For People with Mental Health Problems
If you have or believe you may have a mental health problem, it can be helpful to talk about these issues with others. It can be scary to reach out for help, but it is often the first step to helping you heal, grow, and recover. Having a good support system and engaging with trustworthy people are key elements to successfully talking about your own mental health.
Build Your Support System
Find someone—such as a parent, family member, teacher, faith leader, health care provider, or other trusted individual, who:
- Gives good advice when you asked
- Assists you in taking actions that will help
- Likes, respects, and trusts you and is someone you like, respect, and trust, too
- Allows you the space to change, grow, make decisions, and even make mistakes
- Listens to you and shares with you, both the good and bad times
- Respects your need for confidentiality so you can tell them anything
- Lets you freely express and validates your feelings and emotions without judging, teasing, or criticizing
- Works with you to figure out what to do the next time a difficult situation comes up
- Has your best interests in mind
Find a Peer Group
Find a group of people with mental health problems similar to yours.

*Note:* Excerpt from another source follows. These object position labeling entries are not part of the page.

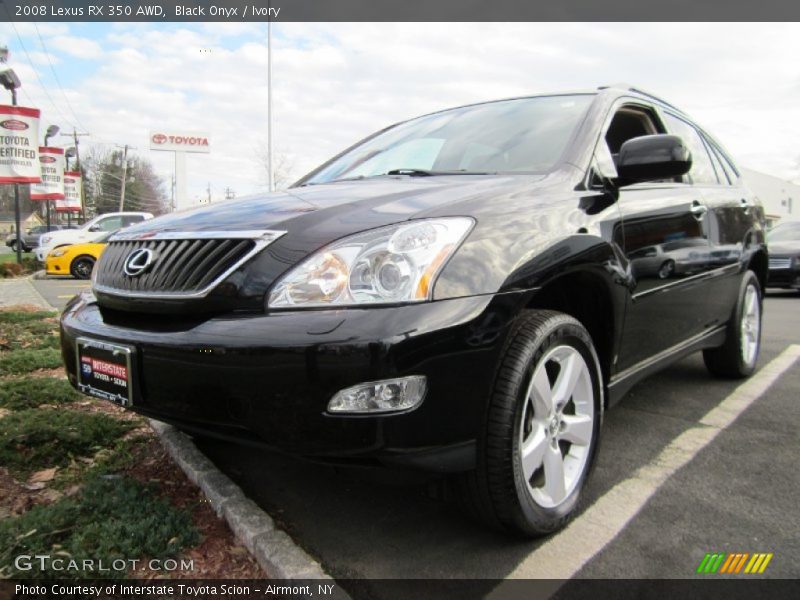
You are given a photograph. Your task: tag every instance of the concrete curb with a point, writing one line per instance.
(276, 552)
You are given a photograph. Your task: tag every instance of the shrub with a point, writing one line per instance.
(29, 359)
(36, 439)
(111, 518)
(33, 392)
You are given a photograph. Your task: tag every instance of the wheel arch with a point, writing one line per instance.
(590, 296)
(759, 264)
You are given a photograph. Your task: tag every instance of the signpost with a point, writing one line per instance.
(180, 143)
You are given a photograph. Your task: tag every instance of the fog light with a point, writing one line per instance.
(389, 395)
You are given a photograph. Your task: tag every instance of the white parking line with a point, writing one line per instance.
(562, 556)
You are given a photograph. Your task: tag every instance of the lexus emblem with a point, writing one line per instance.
(138, 262)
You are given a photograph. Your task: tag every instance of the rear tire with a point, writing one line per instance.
(81, 267)
(737, 357)
(542, 428)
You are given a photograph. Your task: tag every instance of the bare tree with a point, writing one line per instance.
(282, 168)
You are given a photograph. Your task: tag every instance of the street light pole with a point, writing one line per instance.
(51, 131)
(17, 218)
(124, 178)
(11, 82)
(270, 179)
(74, 135)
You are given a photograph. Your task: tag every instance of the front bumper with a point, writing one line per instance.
(267, 378)
(785, 277)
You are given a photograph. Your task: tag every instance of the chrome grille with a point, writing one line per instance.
(780, 263)
(186, 265)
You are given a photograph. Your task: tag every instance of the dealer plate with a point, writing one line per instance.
(104, 370)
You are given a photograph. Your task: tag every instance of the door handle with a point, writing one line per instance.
(698, 210)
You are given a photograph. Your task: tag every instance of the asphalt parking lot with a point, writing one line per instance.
(688, 465)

Peer support relationships can positively affect individual recovery because:
- People who have common life experiences have a unique ability to help each other
- People offer their experiences, strengths, and hopes to peers, which allows for natural evolution of personal growth, wellness promotion, and recovery
- Peers can be very supportive since they have “been there” and serve as living examples that individuals can and do recover
- Peers also serve as advocates and support others who may experience discrimination and prejudice
You may want to start or join a self-help or peer support group. National organizations across the country have peer support networks and peer advocates. Learn about the way to find an organization that can help you connect.
Participate in Your Treatment Decisions
It’s also important for you to be educated, informed, and engaged about your own mental health.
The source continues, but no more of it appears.